# Ride 135



## Mobcrack (Jan 15, 2010)

Just purchased another yak, 

2010 Ride 135 with Werner Camaro paddle, milk crate, anchor and trolley, yak atack light, custom cover and a yak stand, scotty rod holders

boat is like new

$450.00

Good Deal??


----------



## Paully (Sep 1, 2005)

$450....???

I hope you at least bought 'em a drink first...

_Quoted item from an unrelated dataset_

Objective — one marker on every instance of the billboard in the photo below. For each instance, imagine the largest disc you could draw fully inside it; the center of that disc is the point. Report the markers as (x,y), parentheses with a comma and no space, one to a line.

I have the same kayak and love it...that's a great deal without the extras.


tight lines paully


----------



## JAM (Jul 22, 2002)

*Did you get papers with this yak..*

Could be Stolen, too good of a deal .... JAM


----------



## Mobcrack (Jan 15, 2010)

yup its legit with orig papers, checked on the gear, the paddle alone is $175 yak atack light is around $80
Im feeling a little guilty but i gave him what he asked for,

Craigslist score!


----------



## JAM (Jul 22, 2002)

*Big score n congrats..*



Mobcrack said:


> yup its legit with orig papers, checked on the gear, the paddle alone is $175 yak atack light is around $80
> Im feeling a little guilty but i gave him what he asked for,
> 
> Craigslist score!


I love to see people get deals, and man you got a Great one, good luck with the new boat, if your in hte area and want to catch a few give me a call.. 

JAM


----------



## dnunn (Nov 6, 2010)

Mobcrack said:


> Craigslist score!


I think I saw the same listing and thought 'what a deal!' It didn't last long. I'm glad you got it.


----------